Shrubs that get abundant light and air circulation are healthier than shrubs with compact centers. To thin a dense shrub, prune up to one-third of its side branches where they connect to the main stem. If it’s a multi-stem shrub, prune out the branches at ground level. By opening up the center of the shrub, you’ll ensure that it receives adequate air and light.
The simplest shape to maintain is the one that is most natural to your shrub. This factor is just as important during the shrub-buying stage as it is to the pruning process. By knowing what your shrub should look like as an established specimen, you’ll know where it will fit best in your landscape and how to prune it to maximize its display potential.

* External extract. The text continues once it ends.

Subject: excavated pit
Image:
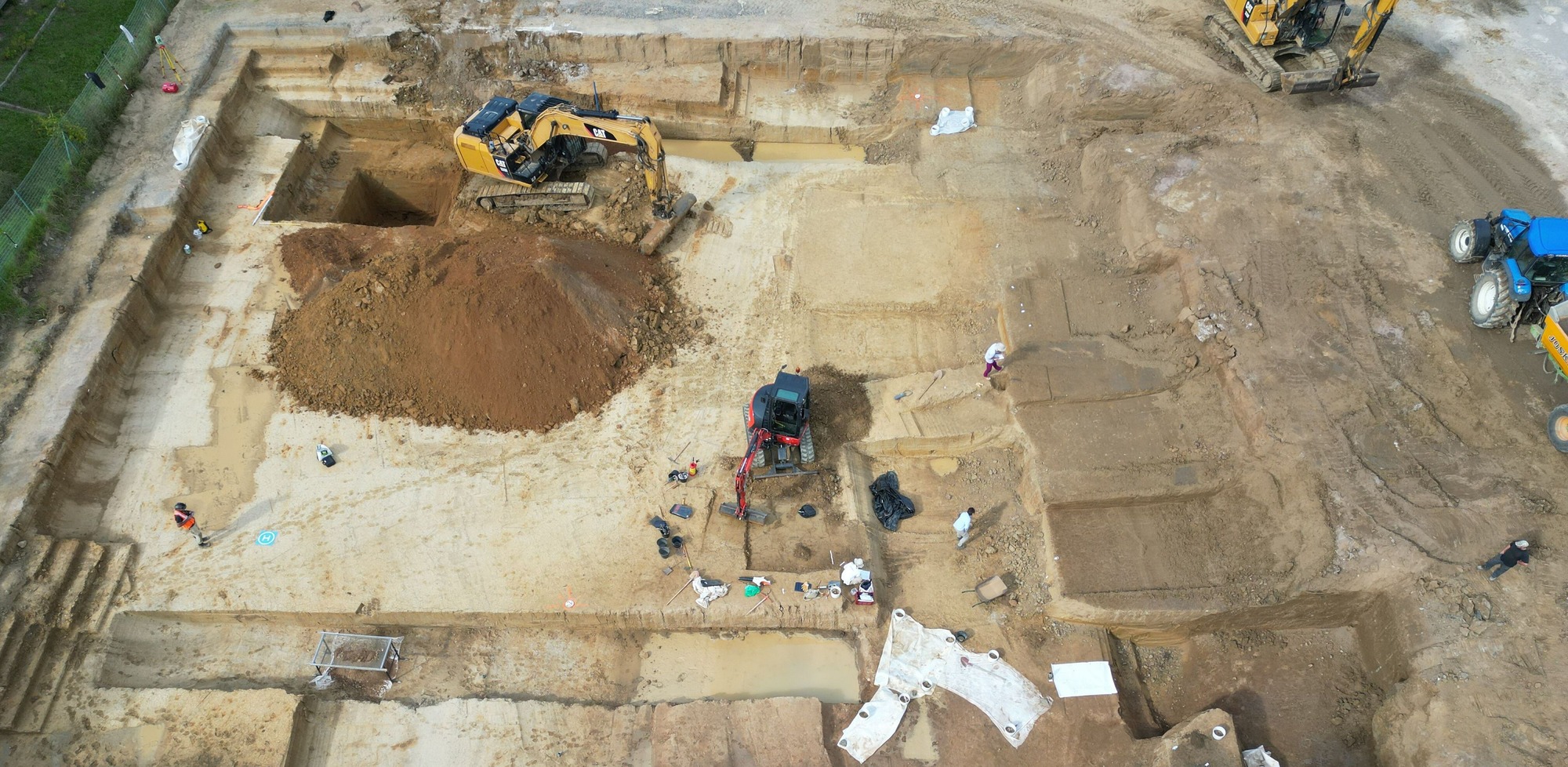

Cutting off the top of a shrub is a radical step, and it doesn’t work. By shearing off the top to obtain a cube look, you’ll stimulate leggy vertical growth, which leads to that unsightly “witches’ broom” effect. Unless you’re in the topiary business, you’re better off individually cutting back too-tall branches. Keep in mind that whichever way a bud faces determines the direction of the new growth. The guiding principal here is to prune at a spot that’s just above an outward-facing branch bud. It takes a bit more time, but you’ll be happier with the results.
Give that ancient woody spirea a new lease on life by pruning out the older wood to stimulate new growth. The new branch sprouts will produce more blossoms, so you’ll be able to keep an older shrub looking young for years.
When removing side branches, cut within one-quarter inch of the main stem. Anything longer is susceptible to disease or infestation by insects. Pruning flush with the main stem at a branch’s point of origin gives the shrub its best chance of healing from the wound.